L’ultima pubblicazione arrivata (cronologicamente) non è un’opera prima. È, del trentunenne Vanni Bianconi, Ora prima. Sei poesie lunghe, Bellinzona, Casagrande, sett. 2008, 16 fr. Il giovane poeta è del minusiense ceppo dei Bianconi: figlio di Sandro, il linguista, nipote dunque di Giovanni, poeta, silografo, studioso della civiltà contadina; legato dunque con Piero, fine scrittore, storico dell’arte, traduttore e via enumerando. Tra i giovani, Vanni Bianconi pare il meglio preparato; anche se la poesia sopporta con disagio classifiche di tipo tennistico o pugilistico (ma neppure Dante poteva o voleva sottrarsi a certe classifiche: «Credette Cimabue ne la pittura / tener lo campo, e ora ha Giotto il grido, / sì che la fama di colui è scura. / Così ha tolto l’uno a l’altro Guido / la gloria de la lingua; e forse è nato / chi l’uno e l’altro caccerà del nido». ( Purg. XI, 94-99).
Senza più fare distinzioni tra giovani e non più giovani, Vanni Bianconi ha un buon posto tra i migliori versificatori della Svizzera italiana.
La sua fresca raccolta è divisa in sei parti. La prima ha un titolo (e il primo verso) che vien via (così è se vi pare) da Dylan Thomas, dal titolo di uno dei deliziosi racconti (o conversazioni radiofoniche per la BBC, tra 1945 e 53) che hanno quale titolo collettivo Molto presto di mattina, tradotto dalla Einaudi nel 1964.
Di levità alla Thomas (levità non è da tradurre con facilità) è la poesia forse più bella della raccolta, Spalancato e scuro, che si trova alla fine del libro. Sono cinque strofe di sei versi, cinque endecasillabi (o quasi) e un conclusivo adonio, cinque sillabe: come per il verso conclusivo della strofa saffica: «ride confusa» è musicalmente fratello di «nomina ponto», Orazio IV, 2: Spalancato e scuro per non essere visto / l’occhio è tuo, amore – la tua sistole / di ciglia mi fa vedere linee aliene, / il metro di alberi, le rime del lago costeggiato, / l’inizio che è il riflusso di una fi-ne, tuo è lo iato.
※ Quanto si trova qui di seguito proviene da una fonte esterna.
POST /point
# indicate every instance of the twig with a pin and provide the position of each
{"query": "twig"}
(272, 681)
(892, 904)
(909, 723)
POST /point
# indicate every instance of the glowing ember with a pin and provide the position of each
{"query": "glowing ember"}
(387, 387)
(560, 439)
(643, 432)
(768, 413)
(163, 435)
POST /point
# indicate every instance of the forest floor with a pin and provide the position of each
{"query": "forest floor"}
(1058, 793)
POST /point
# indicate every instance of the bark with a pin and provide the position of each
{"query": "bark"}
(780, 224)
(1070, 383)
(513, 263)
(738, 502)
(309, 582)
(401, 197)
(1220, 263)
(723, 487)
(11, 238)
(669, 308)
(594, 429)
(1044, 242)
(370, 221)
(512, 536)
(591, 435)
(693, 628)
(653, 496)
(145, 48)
Se il libro finisce bene comincia altrettanto bene (dico per la orchestrazione). La prima poesia che si incontra è un sonetto all’inglese, dunque 12 + 2 o, se volete, (4 x 3) + 2, con rima solo nel distico finale. Il sonetto celebra, direi all’inglese, la contrapposizione quotidianità «Sempre», la sveglia, il risveglio, la routine, medesima è la strada... Qui non fa ancora la sua comparsa, ma non è lontano, il vento che irromperà portando ondate di «vita»...: «vento d’occhio che increspa / poi si alza caldo col gabbiano di un balcone...».
Vento, luoghi di viaggio, e anche: che luoghi! Kosovo, Sarajevo, Roma, Città del Messico, Patmos, anche Locarno, Mostar, Bosnia, anche Zurigo. Anche la Svizzera, che non è, come in Dürrenmatt, non è una prigione, ma: La Svizzera è un paese rosso come / è la speranza, rosso come è / la fottuta speranza, sì speranza.
Speranza per chi? Il fatto è che non bisogna prendere questi nomi come luoghi geografici. Prendi Mostar. Mostar non è il luogo di partenza di un bollettino di guerra. La parolaMostar è un palinsesto, una pergamena (pelle di pecora uccisa) su cui più mani umane hanno scritto un loro testo. Bellezza e atrocità e guerra che è per definizione (Kafka) mancanza di fantasia. Il poeta non è un corrispondente di guerra. È un paleografo, un filologo, un... che cerca, non con acidi che bruciano la pergamena, ma con ricerche amorose, di portare alla luce il più che si può, di «testi» nascosti nel palinsesto.